Everything You Know is Wrong Press Section

Thank you for your interest in The Firesign Theatre! Should you need additional information, please feel free to contact cecilia[AT]brightredrocket[DOT]com and we’ll be happy to take care of you.

For a downloadable copy of the press release (as an MS Word document), Click Here.

You can download stills and images for web or print at Firesign’s website.  A high resolution TIFF of the DVD cover is here.

About Firesign Theatre:

November 2016 marks the 50th anniversary of The Firesign Theatre, whose founding members Philip Austin, Peter Bergman, David Ossman, and Philip Proctor came together on KPFK-FM in 1966 on Bergman’s program Radio Free Oz. During their time together they released over 35 albums, including “Don’t Crush That Dwarf, Hand Me The Pliers,” called “the greatest comedy album ever made” by Rolling Stone, described by the New York Times as “a multifaceted work of almost Joycean complexity,” and placed in the Library of Congress’ Archive of historic recordings.
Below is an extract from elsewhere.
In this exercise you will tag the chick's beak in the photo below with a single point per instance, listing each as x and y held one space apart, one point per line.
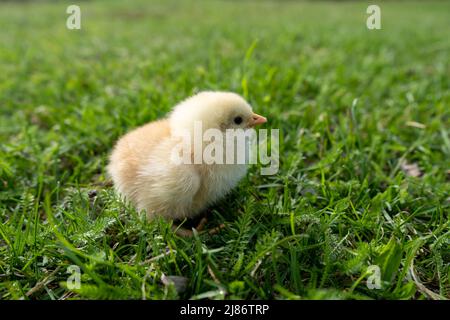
257 119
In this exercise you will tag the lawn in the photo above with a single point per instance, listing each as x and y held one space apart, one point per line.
364 176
Dubbed “The Beatles of Comedy” by The Library of Congress, the four-man Firesign Theatre collaboration wrote and performed together for over forty years. Their early studio work for Columbia Records (1968-1975) remains their best known and most influential. Innumerable phrases from their albums have entered the English lexicon: What’s all this brouhaha? More Sugar! What you don’t mean won’t hurt you! Not Insane! Forward Into the Past! Shoes for Industry! Your brain may no longer be the boss!
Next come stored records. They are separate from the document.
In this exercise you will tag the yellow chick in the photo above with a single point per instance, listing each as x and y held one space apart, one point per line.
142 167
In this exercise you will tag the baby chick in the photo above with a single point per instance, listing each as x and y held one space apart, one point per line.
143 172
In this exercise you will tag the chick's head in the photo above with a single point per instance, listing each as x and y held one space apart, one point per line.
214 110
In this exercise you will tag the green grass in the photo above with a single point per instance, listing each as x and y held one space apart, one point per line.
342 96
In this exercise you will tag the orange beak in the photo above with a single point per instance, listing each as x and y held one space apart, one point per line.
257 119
The iconic comic voices of the counter-culture generation, Firesign chronicled pop, politics, media, and technology in a tense one listener called “the Future Inevitable.” The Firesign Theatre has been compared to Kurt Vonnegut, Ken Kesey and Bob Dylan in their original use of language and to the surrealists in their psychedelic story-telling methods, including the time-and-space altering concept of “channel-switching.” The original records, intricately produced in multi-track recording, were designed for multiple listenings and meanings – an audio theatre of the absurd.
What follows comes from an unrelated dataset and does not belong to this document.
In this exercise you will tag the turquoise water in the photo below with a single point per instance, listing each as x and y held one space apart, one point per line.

The Firesign Theatre’s Peter Bergman passed away in 2012. Philip Austin died in 2015. Remaining Firesigns Phil Proctor and David Ossman have worked since then to preserve the long heritage of their collaboration. Their classic scripts were gathered in the book Marching to Shibboleth in 2013. All their major albums are still in print, some eighty hours of their early radio broadcasts have been released in the book/DVD set Duke of Madness Motors, and two matching volumes preserve their early radio plays (Exorcism In Your Daily Life) and stage plays (Profiles in Barbeque Sauce). A fourth book, Anythynge You Want To, captures three decades of variations of their epic Shakespeare send-up, plus an extensively annotated “scholarly” historical account of the adventures of Ye Olde Firesygne Theatre from 1600 to 2000.